Jennifer Morone had been going a rough patch when she decided to turn herself into a corporation.
Specifically, as she told yesterday’s Thinking Digital conference, she had been struggling to find a find a job, dealing with the end of a relationship and developing a growing interest the Edward Snowden story.
It wasn’t exactly the privacy issue that resonated with her, she explained, so much as the motivation behind data mining - whether from governments or companies - and the questions it raised about the role of the individual and his or her values in such a society.
On returning to study at the Royal College of Art, she got the opportunity to explore the idea when being set the task of producing a protest-based art project.
The result was what she refers to as “extreme capitalism”, a concept that essentially involved incorporating herself as Jennifer Lyn Morone Inc. and becoming founder, chief executive - and product - of the business.
“If you have to exploit something, then at least exploit yourself,” she said, before outlining how she tracked every physical and mental asset her ‘company’ could offer, collected data not only on digital activity but on everything right down to emotions and corresponding bodily responses tracked by a sensor system.
Viewing it as taking ownership of what is naturally hers to own, she made all this entirely public, produced her own set of terms and conditions and made shares available with a price based on potential.
When it came to services requested, those getting in touch could expect rigorous open discussion of their values.
“It’s a critical project, but it’s also trying to test new waters,” she told the audience at Sage Gateshead.
“It’s about human experience and human nature.”
Relentless focus on GDP, she concluded, may sound like it would benefit everyone, but this was a premise worth questioning.

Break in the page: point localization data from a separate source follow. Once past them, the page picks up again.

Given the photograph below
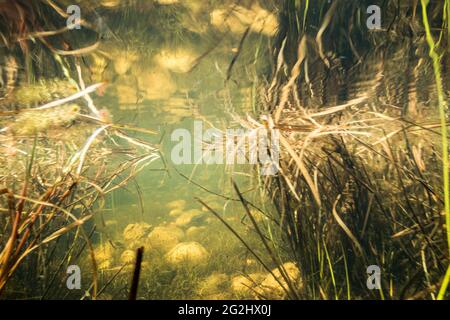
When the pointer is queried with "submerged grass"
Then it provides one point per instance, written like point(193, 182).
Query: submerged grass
point(442, 105)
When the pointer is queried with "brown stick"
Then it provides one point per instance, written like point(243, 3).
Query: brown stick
point(136, 274)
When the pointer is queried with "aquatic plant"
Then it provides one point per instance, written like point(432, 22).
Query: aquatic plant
point(358, 181)
point(60, 160)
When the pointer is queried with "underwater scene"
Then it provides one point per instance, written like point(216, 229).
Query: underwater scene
point(224, 150)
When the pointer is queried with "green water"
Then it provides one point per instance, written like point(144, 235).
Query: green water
point(151, 86)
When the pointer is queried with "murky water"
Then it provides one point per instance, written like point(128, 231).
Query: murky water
point(165, 84)
point(91, 178)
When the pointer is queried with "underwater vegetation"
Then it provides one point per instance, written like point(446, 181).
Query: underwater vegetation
point(361, 118)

“We need to be mindful of who we’re exploiting, think deeply about who is benefiting and, if it’s not good enough according to your values, then please design again,” she said.
Advocating a similarly unorthodox - if somewhat less extreme - approach to life and work, then, was Ian Wharton of the digital agency AKQA.
As might be expected from the author of Spark for the Fire: How Youthful Thinking Unlocks Creativity, Mr Wharton isn’t a believer in the safe bet when it comes to business.
Instead, he argues, brilliant ideas arrive with more frequency when one starts thinking more like a child, with “unpoliced thought” opening the doors to concepts that can ultimately prove game changers.
The child’s tendency to prioritise presence and empathy over predicting outcomes, likewise, can be emulated to great advantage.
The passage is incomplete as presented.